Jakarta, PANGKEP NEWS
Kementerian Energi dan Sumber Daya Mineral (ESDM) telah secara resmi mengeluarkan peta jalan Hidrogen dan Amonia Nasional (RHAN). Peluncuran ini merupakan kelanjutan dari Strategi Hidrogen Nasional (SHN).
Direktur Jenderal Energi Baru Terbarukan dan Konservasi Energi (Dirjen EBTKE) Eniya Listiani Dewi menjelaskan bahwa peta jalan ini mencakup seluruh rencana pengembangan ekosistem hidrogen nasional hingga tahun 2060.
“Kami telah mengidentifikasi 215 rencana aksi dari berbagai sektor industri yang termuat dalam peta jalan ini. Kami juga mempertimbangkan prospek masa depan dalam pengembangan ekosistem hidrogen dan amonia di dalam negeri serta di pasar global,” ungkapnya dalam acara Global Hydrogen Ecosystem Summit & Exhibition (GHES) di JCC, Kamis (17/4/2025).
Peta jalan ini diharapkan menjadi panduan bagi seluruh pemangku kepentingan dalam membangun ekosistem hidrogen domestik.

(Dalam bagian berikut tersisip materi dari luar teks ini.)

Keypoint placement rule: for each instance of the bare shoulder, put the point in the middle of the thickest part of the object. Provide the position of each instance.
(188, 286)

“Pemerintah telah menyusun strategi dengan tiga fokus utama: menggunakan hidrogen untuk mendukung pengembangan energi baru terbarukan, mendukung upaya dekarbonisasi dengan mengembangkan pasar domestik, dan mengekspor hidrogen serta turunannya ke pasar global,” tambahnya.
Peta jalan RHAN ini menetapkan pendekatan strategis yang terintegrasi untuk memaksimalkan penggunaan hidrogen dan amonia di sektor energi, industri, dan transportasi nasional.

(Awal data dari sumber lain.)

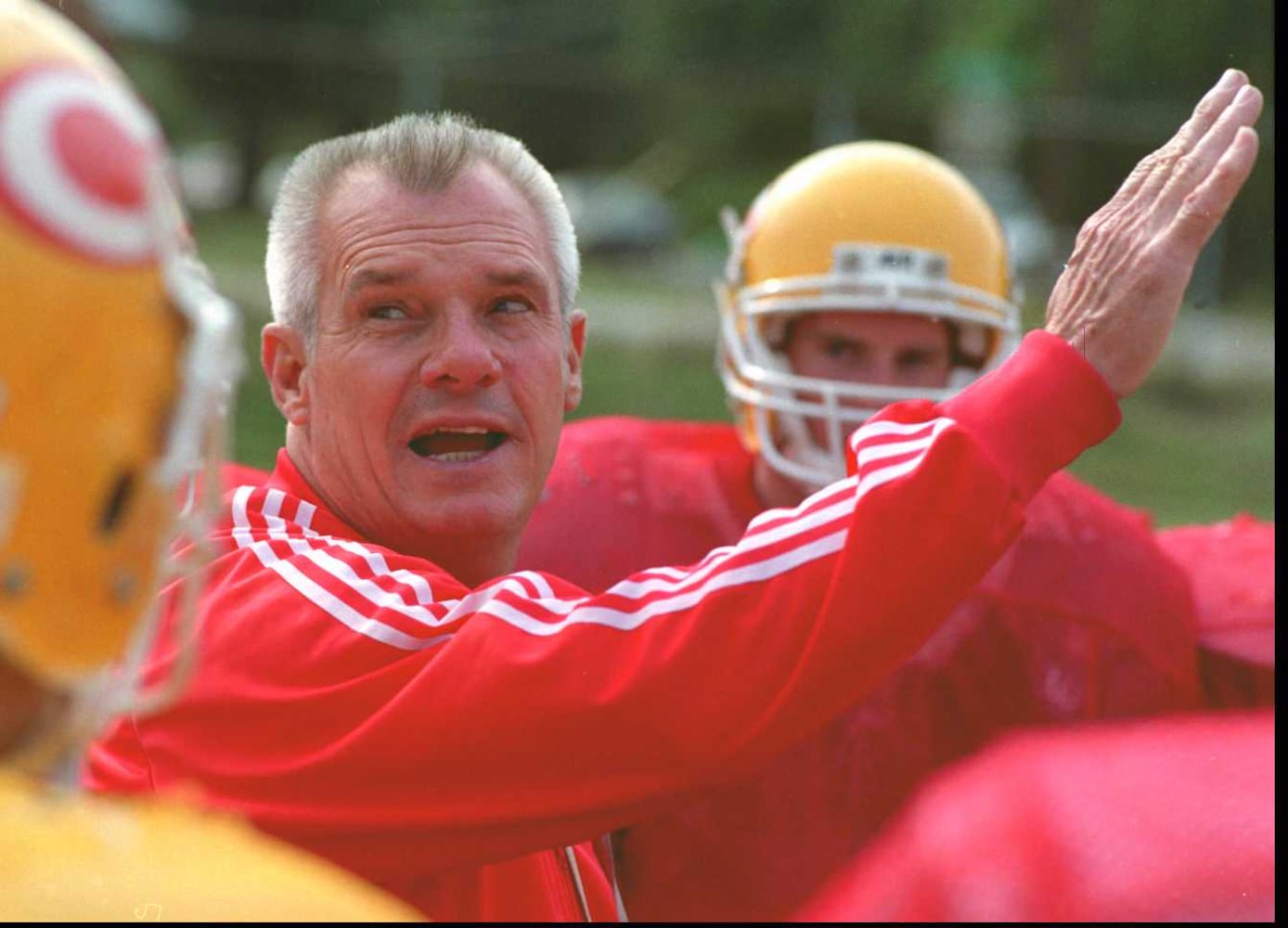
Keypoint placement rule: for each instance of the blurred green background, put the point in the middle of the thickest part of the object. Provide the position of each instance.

“Tujuan akhirnya adalah mencapai emisi nol bersih pada tahun 2060 melalui transisi energi dan dekarbonisasi,” tulis dokumen tersebut.
Sumber hidrogen di Indonesia akan berasal dari energi fosil yang menggunakan teknologi penangkapan dan penyimpanan karbon (CCS) untuk mengubahnya menjadi hidrogen rendah emisi. Selain itu, energi terbarukan seperti tenaga angin, mikrohidro, dan limbah biomassa dari sektor pertanian dan perkebunan juga akan dimanfaatkan.
Kebutuhan hidrogen dan amonia di dunia, termasuk Jepang, Uni Eropa, Arab Saudi, dan Kanada, juga telah diidentifikasi.
Ada tiga fase dalam pengembangan ekosistem hidrogen dan amonia di Indonesia. Fase pertama, tahun 2025-2034, akan berfokus pada proyek percontohan, regulasi, skema insentif, pembiayaan, pengembangan infrastruktur, dan sumber daya manusia. Fase ini meliputi pengembangan kapasitas electrolyzer hingga 734 MW pada tahun 2030, infrastruktur hidrogen awal, dan blending hidrogen dalam jaringan gas hingga 20%.
Fase kedua, tahun 2035-2045, akan meningkatkan kapasitas produksi komersial, dengan blending hidrogen dalam jaringan gas mencapai 40%, kapasitas pembangkit listrik berbasis 100% amonia hingga 2,0 GW, dan co-firing hidrogen mencapai 60% pada tahun 2045. Hidrogen juga akan diadopsi pada sektor baja dan pupuk untuk diversifikasi penggunaan energi rendah karbon.
Fase akhir, tahun 2045-2060, bertujuan mencapai blending hidrogen 100% dalam jaringan gas nasional. Kapasitas pembangkit listrik berbasis 100% hidrogen pada turbin gas diproyeksikan mencapai 25,3 GW pada tahun 2060, sementara kapasitas pembangkit listrik berbasis amonia di PLTU akan meningkat hingga 8,4 GW.